La regista Frances O’Connor, è un’attrice anglo-australiana che nel suo primo lungometraggio mostra la figura di una donna tormentata che, non sentendosi a suo agio nella “normalità”, fa delle scelte diverse nella vita.
Siamo nella prima parte dell’Ottocento in epoca vittoriana. Le tre sorelle Brontë – Charlotte, Emily e Anne – e il fratello Branwell (interpretato da Fionn Whitehead) vivono ad Haworth, una piccola comunità nello Yorkshire, con il padre Patrick (interpretato da Adrian Dunbar), un reverendo protestante tradizionalista rimasto vedovo e la zia Elisabeth, sua sorella. Branwell è un giovane artista allegro e piuttosto avventato. Charlotte (interpretata da Alexandra Dowling), la più grande e giudiziosa tra le sorelle, va ad insegnare in un paese vicino per incontrare un destino socialmente accettabile e così dovrebbe fare anche Emily (interpretata da Emma Mackey), che però, a causa dei suoi comportamenti troppo “strani” (forse malata?), viene rimandata a casa dopo qualche mese. Anne (interpretata da Amelia Gething) è la sorella più piccola molto legata ad Emily. Tutti i fratelli sembrano molto legati e fin da piccoli passavano le giornate a giocare sempre tra loro, inventando giochi fantasiosi e letterari. Amano tutti scrivere, chi poesie, chi racconti.

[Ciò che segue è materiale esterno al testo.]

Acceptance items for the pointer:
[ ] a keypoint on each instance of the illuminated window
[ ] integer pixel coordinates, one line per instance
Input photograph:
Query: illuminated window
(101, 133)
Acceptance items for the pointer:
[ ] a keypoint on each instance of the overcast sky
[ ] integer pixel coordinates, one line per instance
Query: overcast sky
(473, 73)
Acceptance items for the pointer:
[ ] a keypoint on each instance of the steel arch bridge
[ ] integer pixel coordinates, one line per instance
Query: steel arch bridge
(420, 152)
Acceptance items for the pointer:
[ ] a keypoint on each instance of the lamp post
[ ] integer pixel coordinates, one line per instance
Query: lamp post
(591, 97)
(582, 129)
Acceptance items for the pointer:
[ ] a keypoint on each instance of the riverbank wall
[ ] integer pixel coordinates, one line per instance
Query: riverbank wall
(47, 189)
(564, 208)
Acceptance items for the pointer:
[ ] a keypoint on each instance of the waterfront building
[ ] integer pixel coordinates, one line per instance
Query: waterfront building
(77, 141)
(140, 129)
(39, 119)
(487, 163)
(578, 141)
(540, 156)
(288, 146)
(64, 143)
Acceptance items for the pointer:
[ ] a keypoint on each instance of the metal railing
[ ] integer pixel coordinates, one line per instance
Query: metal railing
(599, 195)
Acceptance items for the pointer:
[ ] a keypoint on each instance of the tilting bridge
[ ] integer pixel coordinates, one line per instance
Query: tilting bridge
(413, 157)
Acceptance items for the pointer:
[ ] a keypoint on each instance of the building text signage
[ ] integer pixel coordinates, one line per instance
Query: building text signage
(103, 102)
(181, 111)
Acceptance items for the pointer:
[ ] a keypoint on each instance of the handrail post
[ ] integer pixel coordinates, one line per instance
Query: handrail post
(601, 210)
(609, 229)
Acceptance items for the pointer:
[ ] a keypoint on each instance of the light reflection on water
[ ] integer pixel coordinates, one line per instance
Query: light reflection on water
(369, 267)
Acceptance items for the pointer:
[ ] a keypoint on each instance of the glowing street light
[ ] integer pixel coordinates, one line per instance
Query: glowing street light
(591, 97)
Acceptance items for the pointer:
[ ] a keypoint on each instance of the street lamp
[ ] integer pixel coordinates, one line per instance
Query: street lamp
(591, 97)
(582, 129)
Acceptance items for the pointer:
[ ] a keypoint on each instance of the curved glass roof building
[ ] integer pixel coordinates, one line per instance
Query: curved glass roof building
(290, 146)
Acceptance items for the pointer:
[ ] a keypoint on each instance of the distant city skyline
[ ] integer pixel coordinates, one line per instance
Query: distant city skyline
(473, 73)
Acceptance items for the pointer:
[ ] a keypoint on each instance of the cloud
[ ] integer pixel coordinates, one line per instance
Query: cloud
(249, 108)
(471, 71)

Tra Branwell ed Emily c’è un rapporto molto stretto, al limite del morboso. Lei si fa influenzare e coinvolgere nelle cose un po’ folli che lui fa. È sola, non fa amicizia facilmente, il suo unico amico è lui, l’unico che la capisce o almeno così a lei sembra.
Nella parrocchia di Haworth arriva un nuovo pastore, William Wieghtman (interpretato da Oliver Jackson-Cohen), destinato a scombinare gli equilibri domestici della famiglia Brontë. Emily da un lato non si fida di lui, dall’altra ne è attratta. William, a sua volta, riconosce l’unicità di quella donna che diventerà poi l’autrice del mirabile romanzo “Cime tempestose“. Emily individuerà nella profonda delusione sentimentale l’origine del libro che parla di un amore totalizzante.
Ho avuto la sensazione che il film sia girato più per gli amanti della letteratura che per quelli del cinema, nonostante l’ambientazione suggerisca foto molto belle: brughiera, pioggia, isolamento sono gli elementi naturalistici emergenti in una cupa luce nordica. La fotografia non è patinata, ma è realistica e sembra di sentire l’erba bagnata sulle mani, e perfino il vento che sferza le guance.
Negli ultimi anni molte sono le registe che hanno voluto reinterpretare delle figure femminili storiche in chiave anticonformista, se non proprio moderna. Greta Gerwig lo ha fatto con “Piccole donne” nel 2019, ma maestra tra tutte è Susanna Nicchiarelli con la sua trilogia: “Nico 1980”, “Miss Marx” e il recente “Chiara”. Solo che la Nicchiarelli ha un modo nuovo di far cinema, ricco di contaminazioni pop. Qui in “Emily” le riprese sono piuttosto convenzionali e le emozioni, anche quelle passionali, sono tutte relegati ai primi piani.